The topic being Software Reliability, one might think that the whole book talks about fault tolerance techniques, algorithms, and so on. While that's part of the book, it's not its main theme. The book focuses on the human aspect of programming, and how making improvements there results in software that's more reliable, because it has less bugs, it's easier to maintain, it easier to use for final users, and so on.

In a section about programming clarity we find the following quote:

The programmer’s goal must be writing source code for the primary audience of people instead of machines.

Code that's easier for other humans to understand and read. So when it comes to project maintenance, people can tell what a program is doing. When everything is on fire due to a bug in production, nobody will care how fast that code was written, but people will care if they understand the code, and they are able to fix the issue.

Even in 1976, the idea of writing code for humans to read, wasn't new. In the 1967 Datamation issue there was an article called What A Programmer Does. One of the best unknown articles about best programming practices out there. The author says:

A programmer does not primarily write code; rather, he primarily writes to another programmer about his problem solution. The understanding of this fact is the final step in his maturation as a technician.
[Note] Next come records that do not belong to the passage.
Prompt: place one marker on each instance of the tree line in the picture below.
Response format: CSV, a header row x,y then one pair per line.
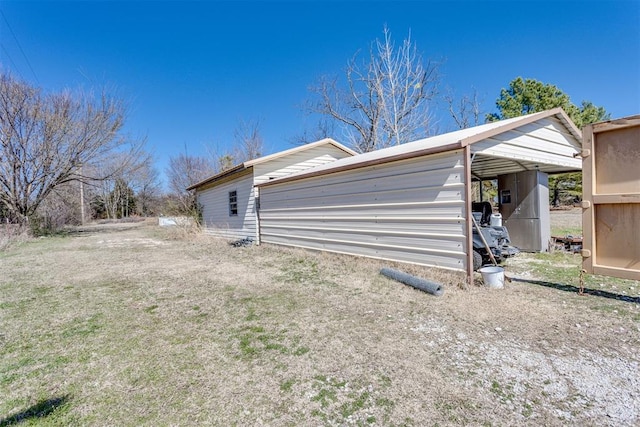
x,y
65,160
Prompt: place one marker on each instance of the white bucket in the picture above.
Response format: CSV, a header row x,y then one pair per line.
x,y
496,220
493,277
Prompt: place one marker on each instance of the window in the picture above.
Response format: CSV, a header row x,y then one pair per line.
x,y
233,203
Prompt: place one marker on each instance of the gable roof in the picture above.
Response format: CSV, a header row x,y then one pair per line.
x,y
250,163
437,144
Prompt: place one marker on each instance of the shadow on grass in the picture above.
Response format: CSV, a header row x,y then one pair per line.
x,y
575,289
42,409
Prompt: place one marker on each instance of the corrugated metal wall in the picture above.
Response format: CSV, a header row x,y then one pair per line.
x,y
411,211
215,209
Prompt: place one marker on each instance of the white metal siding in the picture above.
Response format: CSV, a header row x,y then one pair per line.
x,y
296,162
215,209
409,211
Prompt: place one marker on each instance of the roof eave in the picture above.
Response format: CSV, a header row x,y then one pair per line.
x,y
235,169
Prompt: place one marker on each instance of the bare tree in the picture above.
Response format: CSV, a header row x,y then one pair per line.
x,y
48,140
324,128
146,184
464,111
386,98
183,171
248,141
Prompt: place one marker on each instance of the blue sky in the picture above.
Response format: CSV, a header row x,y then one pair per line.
x,y
191,71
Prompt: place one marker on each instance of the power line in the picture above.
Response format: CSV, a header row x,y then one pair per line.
x,y
11,60
19,46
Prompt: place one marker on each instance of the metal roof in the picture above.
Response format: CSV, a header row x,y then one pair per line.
x,y
250,163
487,163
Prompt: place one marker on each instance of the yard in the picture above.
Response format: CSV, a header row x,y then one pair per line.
x,y
133,324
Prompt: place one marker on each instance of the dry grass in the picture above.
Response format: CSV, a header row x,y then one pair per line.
x,y
138,325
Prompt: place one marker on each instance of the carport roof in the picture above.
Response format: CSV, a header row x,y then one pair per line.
x,y
488,144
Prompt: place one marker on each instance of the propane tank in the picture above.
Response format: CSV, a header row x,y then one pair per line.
x,y
496,220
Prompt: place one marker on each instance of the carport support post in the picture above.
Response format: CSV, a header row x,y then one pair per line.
x,y
467,198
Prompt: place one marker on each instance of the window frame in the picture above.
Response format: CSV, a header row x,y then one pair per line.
x,y
233,203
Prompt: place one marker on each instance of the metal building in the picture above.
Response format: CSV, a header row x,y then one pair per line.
x,y
412,202
228,199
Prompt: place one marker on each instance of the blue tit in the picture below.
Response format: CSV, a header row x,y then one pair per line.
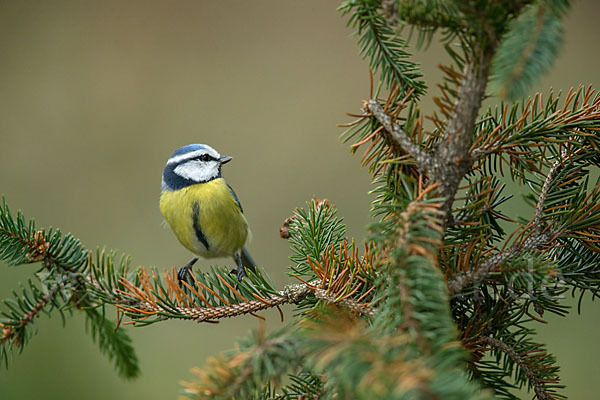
x,y
202,210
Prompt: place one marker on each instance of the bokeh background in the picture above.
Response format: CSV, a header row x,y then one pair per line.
x,y
94,97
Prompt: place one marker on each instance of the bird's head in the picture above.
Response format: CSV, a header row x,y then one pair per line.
x,y
191,164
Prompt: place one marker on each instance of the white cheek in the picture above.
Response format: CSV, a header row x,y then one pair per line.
x,y
197,171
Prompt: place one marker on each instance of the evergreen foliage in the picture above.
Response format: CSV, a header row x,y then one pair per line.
x,y
443,299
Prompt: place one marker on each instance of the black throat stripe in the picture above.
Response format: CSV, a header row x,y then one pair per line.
x,y
197,229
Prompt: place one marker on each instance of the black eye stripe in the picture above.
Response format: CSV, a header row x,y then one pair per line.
x,y
205,157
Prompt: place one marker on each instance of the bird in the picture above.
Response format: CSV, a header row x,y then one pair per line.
x,y
202,210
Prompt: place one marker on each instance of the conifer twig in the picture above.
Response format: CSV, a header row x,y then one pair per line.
x,y
477,273
538,386
452,156
399,136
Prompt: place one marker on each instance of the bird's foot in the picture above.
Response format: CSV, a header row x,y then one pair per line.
x,y
185,272
240,273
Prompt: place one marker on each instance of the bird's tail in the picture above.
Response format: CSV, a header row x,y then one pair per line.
x,y
247,260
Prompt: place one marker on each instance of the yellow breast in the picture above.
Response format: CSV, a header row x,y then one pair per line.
x,y
205,211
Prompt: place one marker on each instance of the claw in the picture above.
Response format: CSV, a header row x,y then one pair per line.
x,y
185,272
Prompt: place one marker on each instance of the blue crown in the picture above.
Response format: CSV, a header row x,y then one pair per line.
x,y
189,148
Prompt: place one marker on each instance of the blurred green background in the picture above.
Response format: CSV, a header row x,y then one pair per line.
x,y
94,97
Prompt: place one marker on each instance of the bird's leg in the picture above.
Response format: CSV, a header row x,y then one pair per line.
x,y
240,272
185,271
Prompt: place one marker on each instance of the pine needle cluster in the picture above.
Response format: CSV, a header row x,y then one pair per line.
x,y
444,298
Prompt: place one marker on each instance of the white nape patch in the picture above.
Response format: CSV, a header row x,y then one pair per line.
x,y
208,150
198,171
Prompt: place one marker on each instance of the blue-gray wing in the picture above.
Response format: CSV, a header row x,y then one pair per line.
x,y
235,197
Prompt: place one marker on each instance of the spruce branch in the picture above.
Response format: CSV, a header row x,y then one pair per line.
x,y
452,155
527,364
399,137
260,360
A program is a way to instruct a computer how to perform a task for a certain problem, but at the same time, that text is a document that tells other programmers how that problem was solved. How important it is to write readable code! We must write code with our peers in mind, and let the compiler worry of warning us when the computer won't understand something.

The question is how do we make code that's easier to understand? To start there's a lot of advice out there about how to write clean code, or as Myers calls it in his book "Programming Style". He mentions as inspiration the excellent book The Elements of Programming Style by Kernighan and Plauger. The section provides guidelines like "Use meaningful variable names", or "Do not alter the value of the iteration variable within a loop". While I think these are all good advice, I also think we should dig a bit deeper on what it means to write code that's easier to understand.

To that end, I've been reading about literary theory and seeing how to bring learnings from that field into programming. While I won't repeat myself here, I'll link you to the article Lector in Codigo which I wrote as a first introduction to this topic. Recently I wrote an article applying these ideas while reading Visual Studio Code own source code.

This area has a lot to explore, so expect more articles bridging these two disciplines together.

Appendix

The idea of programming for other humans to read has appeared many times. Here's a few more instances:

Knuth talks about it in his 1983 Literate Programming paper:

Instead of imagining that our main task is to instruct a computer what to do, let us concentrate rather on explaining to human beings what we want a computer to do.

Of course this idea kept coming back. It's part of the 1985 book Structure and Interpretation of Computer Programs:

Thus, programs must be written for people to read, and only incidentally for machines to execute.

Finally in the book 10 PRINT CHR$(205.5+RND(1)); : GOTO 10 Manfort et al. analyze the line of code from the book title, saying that:

the presence of these optional spaces indicates some concern for the people who will deal with this code, rather than merely the machine that will process it.

This idea keeps coming over and over again. We programmers don't seem to learn.